Maybe it was my low self esteem. I was always sure that my professors knew some things that I didn't.

Ann, if everyone get's 100% the class is far too easy. Additionally, having the average be, say 70% allows the test sufficient dynamic range to gauge the student's mastery of the material, which is the point of spending time on the test in the first place.

Why not want EVERY student to get 100% on a test? Why be sad that so many earned 80%.

If every student in the class got 100% because they had really mastered 100% of the material, that'd be fine. The nature of the subject, though, is that basically nobody will truly master 100% of the material the first time they see it. When lots of students get really high scores, the most likely explanation is that I didn't gauge the difficulty of the test properly, and could've asked them harder questions.

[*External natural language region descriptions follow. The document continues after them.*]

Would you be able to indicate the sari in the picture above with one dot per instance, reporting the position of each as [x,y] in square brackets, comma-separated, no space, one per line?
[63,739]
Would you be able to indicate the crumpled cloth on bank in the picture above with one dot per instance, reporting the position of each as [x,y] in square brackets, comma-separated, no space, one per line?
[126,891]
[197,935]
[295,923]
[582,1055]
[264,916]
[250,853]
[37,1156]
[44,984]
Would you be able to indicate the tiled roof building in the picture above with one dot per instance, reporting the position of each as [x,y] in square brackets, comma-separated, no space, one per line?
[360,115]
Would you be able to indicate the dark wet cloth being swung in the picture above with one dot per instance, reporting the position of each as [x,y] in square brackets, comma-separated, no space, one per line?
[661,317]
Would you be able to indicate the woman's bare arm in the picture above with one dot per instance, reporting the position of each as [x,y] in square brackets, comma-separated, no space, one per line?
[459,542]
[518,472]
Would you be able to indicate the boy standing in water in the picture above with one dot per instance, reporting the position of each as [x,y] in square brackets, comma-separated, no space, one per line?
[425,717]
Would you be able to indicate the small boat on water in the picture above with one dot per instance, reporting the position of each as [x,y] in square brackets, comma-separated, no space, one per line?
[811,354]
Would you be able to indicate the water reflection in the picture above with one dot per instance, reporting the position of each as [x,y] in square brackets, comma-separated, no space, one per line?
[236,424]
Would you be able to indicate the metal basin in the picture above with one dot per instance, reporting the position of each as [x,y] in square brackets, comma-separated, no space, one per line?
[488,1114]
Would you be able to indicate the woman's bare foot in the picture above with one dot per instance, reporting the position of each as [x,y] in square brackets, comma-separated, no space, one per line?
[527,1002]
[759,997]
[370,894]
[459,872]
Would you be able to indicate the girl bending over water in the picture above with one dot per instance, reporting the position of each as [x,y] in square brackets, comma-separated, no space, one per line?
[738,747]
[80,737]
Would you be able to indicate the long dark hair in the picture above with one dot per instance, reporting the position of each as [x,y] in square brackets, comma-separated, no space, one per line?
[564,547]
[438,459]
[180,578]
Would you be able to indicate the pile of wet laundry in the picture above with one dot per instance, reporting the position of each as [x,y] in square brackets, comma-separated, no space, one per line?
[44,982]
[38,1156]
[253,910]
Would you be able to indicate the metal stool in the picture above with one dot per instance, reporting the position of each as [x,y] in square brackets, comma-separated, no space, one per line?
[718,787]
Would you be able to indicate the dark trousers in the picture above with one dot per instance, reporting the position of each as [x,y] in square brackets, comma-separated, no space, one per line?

What's so wrong with telling the class what the right answer is, after a full conversation that has not necessarily converged to the correct place? Physics is a subject full of right answers, after all. Don't you want to make sure they go out knowing the correct ones?

The idea is that they retain the correct answer better when they have arrived at the answers themselves, rather than having me tell them what the right answers are. The point is to make them go through the process of determining the answer, not just memorize facts that I tell them.

Thank you for writing this behind-the-scenes perspective.

It sounds as if a sticky point is student participation that involves problem solving skills, as opposed to conceptual discussions, that could touch on students' feelings of competence, or lack there of, which in turn might expose the students to feeling embarrassed, especially if speculating about wrong answers.

Do you have a student TA who could be like a confederate in the class, someone more like a peer who could present fallacious arguments or be more like a model of the type of discussion you want?

And, if you think part of the difficulty is time-constraints, such as the amount of time it takes to do calculations on the clicker, could you create an on-line blog or forum for class discussion?

Lastly, the comments about grading curves and how difficult exams are reminds me that, based on my undergraduate son's report, the second mid-term invariably is harder than the first one, at least for math and physics courses.